Journal: Nordidactica : Journal of Humanities and Social Science Education
ISSN 2000-9879

Volume: 2013;
Issue: 2013:1;
Start page: 158;
Date: 2013;
Original page

Keywords: SOCIAL SCIENCE | CIVICS | CIVIC EDUCATION | CIVIC ENGAGEMENT | STAND-BY CITIZENS | DISCIPLINARY APPROACH | FIRST AND SECOND ORDER SOCIAL SCIENCE CONCEPTS | CRITICAL THINKING | GLOBALISATION TEACHING

ABSTRACT
The question of whether or not school makes a difference in preparing students for democratic citizenship has been debated for a long time in political science and curriculum studies.

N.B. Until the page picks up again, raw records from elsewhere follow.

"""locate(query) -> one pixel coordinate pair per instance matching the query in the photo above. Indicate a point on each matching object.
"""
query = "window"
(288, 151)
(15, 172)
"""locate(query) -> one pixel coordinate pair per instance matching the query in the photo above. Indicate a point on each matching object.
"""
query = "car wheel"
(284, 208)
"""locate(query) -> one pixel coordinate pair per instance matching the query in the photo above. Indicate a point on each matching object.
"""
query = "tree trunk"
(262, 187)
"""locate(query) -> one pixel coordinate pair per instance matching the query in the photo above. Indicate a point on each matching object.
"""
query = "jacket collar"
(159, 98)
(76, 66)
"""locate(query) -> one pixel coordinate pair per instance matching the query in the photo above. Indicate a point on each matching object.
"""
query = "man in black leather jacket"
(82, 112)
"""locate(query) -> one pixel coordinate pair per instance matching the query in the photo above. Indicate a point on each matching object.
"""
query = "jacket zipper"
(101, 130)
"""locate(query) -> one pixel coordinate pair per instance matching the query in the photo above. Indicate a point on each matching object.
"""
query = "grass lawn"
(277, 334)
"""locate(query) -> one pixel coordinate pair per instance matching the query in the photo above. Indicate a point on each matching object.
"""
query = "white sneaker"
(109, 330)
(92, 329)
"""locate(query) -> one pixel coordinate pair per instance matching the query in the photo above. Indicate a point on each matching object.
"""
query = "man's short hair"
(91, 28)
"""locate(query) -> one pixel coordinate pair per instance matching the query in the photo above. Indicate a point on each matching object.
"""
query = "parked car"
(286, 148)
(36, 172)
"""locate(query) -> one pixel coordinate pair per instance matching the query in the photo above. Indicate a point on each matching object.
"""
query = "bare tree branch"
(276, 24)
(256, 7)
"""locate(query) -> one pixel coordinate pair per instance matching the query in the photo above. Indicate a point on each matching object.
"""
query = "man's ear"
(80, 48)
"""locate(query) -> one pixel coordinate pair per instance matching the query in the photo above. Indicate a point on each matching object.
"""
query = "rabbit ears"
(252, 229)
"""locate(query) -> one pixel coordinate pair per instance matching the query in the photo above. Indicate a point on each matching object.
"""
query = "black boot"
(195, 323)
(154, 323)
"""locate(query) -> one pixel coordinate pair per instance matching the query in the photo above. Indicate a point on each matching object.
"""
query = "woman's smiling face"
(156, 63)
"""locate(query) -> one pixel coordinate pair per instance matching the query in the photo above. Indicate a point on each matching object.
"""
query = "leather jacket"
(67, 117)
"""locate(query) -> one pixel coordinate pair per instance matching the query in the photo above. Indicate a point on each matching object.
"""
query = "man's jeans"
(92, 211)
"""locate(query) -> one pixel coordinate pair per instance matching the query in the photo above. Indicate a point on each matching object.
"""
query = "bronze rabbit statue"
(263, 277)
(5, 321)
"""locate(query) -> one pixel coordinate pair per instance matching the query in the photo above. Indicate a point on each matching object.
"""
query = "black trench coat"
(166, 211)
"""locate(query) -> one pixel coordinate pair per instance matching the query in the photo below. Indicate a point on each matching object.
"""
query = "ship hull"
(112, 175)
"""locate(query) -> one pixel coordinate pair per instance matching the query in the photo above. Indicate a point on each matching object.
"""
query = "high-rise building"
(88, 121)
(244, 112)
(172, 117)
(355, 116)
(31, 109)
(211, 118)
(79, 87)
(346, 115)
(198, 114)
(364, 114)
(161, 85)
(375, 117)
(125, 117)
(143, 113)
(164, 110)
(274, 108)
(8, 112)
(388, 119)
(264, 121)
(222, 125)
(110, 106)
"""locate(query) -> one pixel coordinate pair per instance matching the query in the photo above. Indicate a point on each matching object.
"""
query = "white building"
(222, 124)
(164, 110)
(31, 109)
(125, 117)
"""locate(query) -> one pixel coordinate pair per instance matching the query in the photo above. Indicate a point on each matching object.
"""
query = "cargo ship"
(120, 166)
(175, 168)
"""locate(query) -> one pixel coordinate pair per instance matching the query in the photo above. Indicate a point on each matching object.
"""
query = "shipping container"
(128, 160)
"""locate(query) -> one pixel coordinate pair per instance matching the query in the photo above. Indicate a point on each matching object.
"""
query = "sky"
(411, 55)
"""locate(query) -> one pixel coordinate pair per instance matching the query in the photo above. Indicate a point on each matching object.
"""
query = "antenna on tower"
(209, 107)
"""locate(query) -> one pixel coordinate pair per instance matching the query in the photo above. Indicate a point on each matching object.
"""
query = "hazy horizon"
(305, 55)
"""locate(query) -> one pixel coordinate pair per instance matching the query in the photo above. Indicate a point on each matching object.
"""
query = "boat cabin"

These discussions are mostly based on the results of international surveys measuring students’ political attitudes, values and participation. However, we first need to define what kind of prepared citizens are needed. This article takes on the definition issue and presents new perspectives by exploring how teachers in Social Science (Samhällskunskap) and their students in Sweden reason about engagement when they address complex societal issues such as globalisation. Based on interviews with a number of teachers and students I will argue that in order to understand what is going on in school we need to interpret Social Science teaching in terms of first- and second-order concepts, where the second-order concepts could be seen as “how to think like a social scientist”. I will make a case that there is a didactic dilemma for teachers trying to educate students who are both trained in disciplinary thinking and leave school as politically engaged. However, this dilemma is not unsolvable and I will hold a position that it might contain answers to some of the questions that political scientists deal with in terms of engagement.